This is a bit of a sore subject for me. In general I'm not a fan of model competitions; I think they do at least as much harm as they do good. I'm a big fan of non-competitive model exhibitions, in which people are encouraged to bring in their models, look at other people's work, talk, learn, and have fun. Some years ago Mystic Seaport Maritime Museum sponsored a juried exhibition of ship models. A panel of judges identified all the entries that came up to a certain standard, and put them all on exhibit - without passing judgment on which was the best, second-best, etc. I like that approach.
That said, I have to admit that I owe a chunk of my career to the Mariners' Museum competition. I got my job there as a direct result of the 1980 contest, and I wrote most of the rules for the one in 1985. I also served as a judge in the 1990 version. There's no denying that the event was a big stimulus to high-quality ship modeling - and it certainly gave me a personal and professional boost at a time when I desperately needed one.
I left the Mariners' Museum in 1983 and, except for agreeing to be a judge in 1990, I've had nothing to do with the competition since then. When I discovered that the museum was charging $50 for each entry I was utterly appalled. I vividly remember the directive that Bill Wilkinson, the director of the museum in the '70s and '80s (and a first-class gentleman), issued when he started the event: "it is to be an easy competition to enter but a hard one to win." In the 1990 event (the only one where I was actually "behind the scenes") there were, as I recall, about a hundred entries. The other two judges and I were taking leave from our jobs and families, and the museum was paying our expenses while we stayed in a local hotel. We worked on that contest full-time for three days, and read ourselves to sleep in the hotel with the notebooks that the competitors submitted with their models. The first thing we had to do, though, was rule out about half of the entries, so we'd have time to give the other fifty or so a really thorough examination. Those first fifty non-winners got about ten minutes of attention apiece. (If you saw them, you'd understand why.) Ten minutes each for about fifty models. From the standpoint of the judges that was a full day of judging - a third of the time we had available. But to charge somebody $50 for the privilege of getting his or her model looked at for ten minutes was an outrage and a perversion of the event's original purpose - especially in view of the fact that the contest was bringing lots of paying customers through the museum's turnstiles. I made those points in a letter to the current director, and got thoroughly and predictably ignored. That's one of several reasons why I don't go to the MM any more.
I'm not sure why the competition got canceled, though I've heard a rumor or two. For the past several years I've made it a point not to be associated with that contest, or anything else involving that museum. With a couple of hundred students per year, three stepchildren, a mortgage, and three insane cats, I can find plenty of other reasons to keep my blood pressure up.

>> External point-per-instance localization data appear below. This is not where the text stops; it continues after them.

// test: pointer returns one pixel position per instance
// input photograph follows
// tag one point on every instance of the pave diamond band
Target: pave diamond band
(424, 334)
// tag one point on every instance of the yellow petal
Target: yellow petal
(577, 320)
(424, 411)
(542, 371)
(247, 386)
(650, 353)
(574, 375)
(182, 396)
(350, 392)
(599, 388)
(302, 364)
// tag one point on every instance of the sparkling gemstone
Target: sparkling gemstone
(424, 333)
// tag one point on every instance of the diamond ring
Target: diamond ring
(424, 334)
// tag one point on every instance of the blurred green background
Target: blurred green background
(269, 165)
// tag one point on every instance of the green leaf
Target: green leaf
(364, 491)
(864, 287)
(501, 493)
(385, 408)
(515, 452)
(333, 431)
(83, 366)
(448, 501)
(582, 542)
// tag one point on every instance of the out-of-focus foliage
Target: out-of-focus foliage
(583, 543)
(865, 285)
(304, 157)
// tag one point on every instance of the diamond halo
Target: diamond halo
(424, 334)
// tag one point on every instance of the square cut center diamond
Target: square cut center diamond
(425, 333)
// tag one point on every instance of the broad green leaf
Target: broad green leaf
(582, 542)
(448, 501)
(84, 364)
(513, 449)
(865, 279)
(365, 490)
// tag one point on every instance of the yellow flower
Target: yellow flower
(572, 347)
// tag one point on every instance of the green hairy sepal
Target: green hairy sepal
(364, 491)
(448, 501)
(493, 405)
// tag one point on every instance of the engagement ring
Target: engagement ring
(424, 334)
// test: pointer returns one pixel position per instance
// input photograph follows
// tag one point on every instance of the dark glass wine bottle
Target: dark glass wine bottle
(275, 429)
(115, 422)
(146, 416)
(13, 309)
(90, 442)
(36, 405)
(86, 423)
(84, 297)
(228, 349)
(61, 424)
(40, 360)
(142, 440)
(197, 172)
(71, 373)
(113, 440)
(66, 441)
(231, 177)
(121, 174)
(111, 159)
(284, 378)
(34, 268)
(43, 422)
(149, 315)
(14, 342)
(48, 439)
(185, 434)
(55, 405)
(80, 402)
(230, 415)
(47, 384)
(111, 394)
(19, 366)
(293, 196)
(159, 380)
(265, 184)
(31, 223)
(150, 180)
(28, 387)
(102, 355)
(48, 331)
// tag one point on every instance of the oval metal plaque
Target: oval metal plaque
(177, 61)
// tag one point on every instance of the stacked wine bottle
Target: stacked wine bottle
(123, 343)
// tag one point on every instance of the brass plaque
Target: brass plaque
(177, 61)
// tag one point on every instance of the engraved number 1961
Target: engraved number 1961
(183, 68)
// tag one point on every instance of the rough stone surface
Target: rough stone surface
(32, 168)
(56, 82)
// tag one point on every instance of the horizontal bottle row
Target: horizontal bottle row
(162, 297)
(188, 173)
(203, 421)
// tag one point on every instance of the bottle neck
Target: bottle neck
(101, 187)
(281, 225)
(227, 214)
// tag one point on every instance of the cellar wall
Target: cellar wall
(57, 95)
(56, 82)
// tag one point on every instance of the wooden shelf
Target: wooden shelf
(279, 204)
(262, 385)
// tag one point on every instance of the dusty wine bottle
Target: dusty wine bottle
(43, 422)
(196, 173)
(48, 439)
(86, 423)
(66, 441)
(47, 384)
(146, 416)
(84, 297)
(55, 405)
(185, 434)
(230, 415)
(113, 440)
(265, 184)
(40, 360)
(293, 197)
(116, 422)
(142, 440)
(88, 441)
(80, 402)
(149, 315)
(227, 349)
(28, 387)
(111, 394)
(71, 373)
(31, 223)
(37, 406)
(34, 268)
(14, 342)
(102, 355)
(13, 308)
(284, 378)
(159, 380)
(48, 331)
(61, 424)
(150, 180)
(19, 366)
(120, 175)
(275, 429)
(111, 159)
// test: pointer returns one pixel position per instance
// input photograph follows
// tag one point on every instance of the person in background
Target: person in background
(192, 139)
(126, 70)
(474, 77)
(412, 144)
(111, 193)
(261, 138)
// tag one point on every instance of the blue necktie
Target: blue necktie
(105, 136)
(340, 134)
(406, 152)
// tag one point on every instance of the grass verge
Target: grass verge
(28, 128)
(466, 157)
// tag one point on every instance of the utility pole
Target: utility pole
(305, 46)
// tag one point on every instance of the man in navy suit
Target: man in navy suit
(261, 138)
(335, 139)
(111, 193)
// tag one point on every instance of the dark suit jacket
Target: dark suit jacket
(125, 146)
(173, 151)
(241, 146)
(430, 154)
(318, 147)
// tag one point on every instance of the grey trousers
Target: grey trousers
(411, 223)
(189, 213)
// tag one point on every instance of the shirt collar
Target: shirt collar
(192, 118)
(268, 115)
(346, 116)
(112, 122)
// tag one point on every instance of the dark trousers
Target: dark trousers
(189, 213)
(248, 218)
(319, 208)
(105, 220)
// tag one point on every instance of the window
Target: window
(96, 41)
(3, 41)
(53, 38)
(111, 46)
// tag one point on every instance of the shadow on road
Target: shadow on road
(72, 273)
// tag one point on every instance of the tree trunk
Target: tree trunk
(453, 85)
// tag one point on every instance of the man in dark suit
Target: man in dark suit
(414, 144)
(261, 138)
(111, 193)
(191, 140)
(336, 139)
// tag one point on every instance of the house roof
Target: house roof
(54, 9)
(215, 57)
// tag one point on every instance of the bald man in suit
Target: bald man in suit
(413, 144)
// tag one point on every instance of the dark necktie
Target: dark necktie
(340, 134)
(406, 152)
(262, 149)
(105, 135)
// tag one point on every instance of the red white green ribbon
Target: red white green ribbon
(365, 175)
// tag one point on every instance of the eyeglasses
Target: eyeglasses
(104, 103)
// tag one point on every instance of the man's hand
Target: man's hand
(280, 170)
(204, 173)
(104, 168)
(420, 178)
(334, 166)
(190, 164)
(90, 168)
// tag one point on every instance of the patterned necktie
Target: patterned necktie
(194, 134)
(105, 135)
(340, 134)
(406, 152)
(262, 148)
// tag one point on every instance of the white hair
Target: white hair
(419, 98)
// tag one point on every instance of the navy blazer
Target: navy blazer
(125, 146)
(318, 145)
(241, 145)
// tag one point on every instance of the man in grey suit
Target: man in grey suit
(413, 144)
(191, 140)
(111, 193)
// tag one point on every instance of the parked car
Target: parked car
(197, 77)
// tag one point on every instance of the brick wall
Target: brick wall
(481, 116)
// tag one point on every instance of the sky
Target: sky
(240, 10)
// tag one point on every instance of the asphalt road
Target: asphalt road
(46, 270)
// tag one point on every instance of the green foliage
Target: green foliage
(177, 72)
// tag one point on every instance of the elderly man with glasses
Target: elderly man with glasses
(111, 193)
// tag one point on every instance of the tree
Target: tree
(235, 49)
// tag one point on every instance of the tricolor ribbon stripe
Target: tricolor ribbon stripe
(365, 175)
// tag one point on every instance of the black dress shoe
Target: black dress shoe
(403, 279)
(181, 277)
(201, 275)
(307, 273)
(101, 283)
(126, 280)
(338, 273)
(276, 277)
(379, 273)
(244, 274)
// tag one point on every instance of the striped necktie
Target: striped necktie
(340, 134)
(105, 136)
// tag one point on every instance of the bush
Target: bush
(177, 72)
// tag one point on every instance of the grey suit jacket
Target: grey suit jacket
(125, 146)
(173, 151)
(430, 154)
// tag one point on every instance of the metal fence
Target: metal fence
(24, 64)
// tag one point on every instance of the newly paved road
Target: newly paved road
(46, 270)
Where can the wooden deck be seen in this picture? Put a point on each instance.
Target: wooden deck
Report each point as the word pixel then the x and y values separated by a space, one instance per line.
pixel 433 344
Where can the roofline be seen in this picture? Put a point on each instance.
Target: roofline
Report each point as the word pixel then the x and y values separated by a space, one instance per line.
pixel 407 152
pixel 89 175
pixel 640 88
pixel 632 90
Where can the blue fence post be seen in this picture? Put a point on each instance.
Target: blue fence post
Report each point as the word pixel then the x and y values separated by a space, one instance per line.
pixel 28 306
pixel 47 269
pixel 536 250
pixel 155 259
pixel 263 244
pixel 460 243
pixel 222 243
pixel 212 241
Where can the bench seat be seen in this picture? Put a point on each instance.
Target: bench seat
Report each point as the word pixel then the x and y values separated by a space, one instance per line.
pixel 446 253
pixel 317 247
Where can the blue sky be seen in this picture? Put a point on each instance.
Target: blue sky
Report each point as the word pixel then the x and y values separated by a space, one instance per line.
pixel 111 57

I believe I read in one of the ship model journals that the Navy Museum in Washington was thinking about sponsoring a competition that would serve as a replacement for the MM one, but I haven't heard anything more specific than that. In my opinion a big ship modeling event is a great idea, but I do wish the competitive side of it could be toned down or eliminated. Some of the correspondence and phone calls surrounding the MM contests got pretty ugly - and downright childish.
There's my two cents' worth. Like I said, this is a sore subject.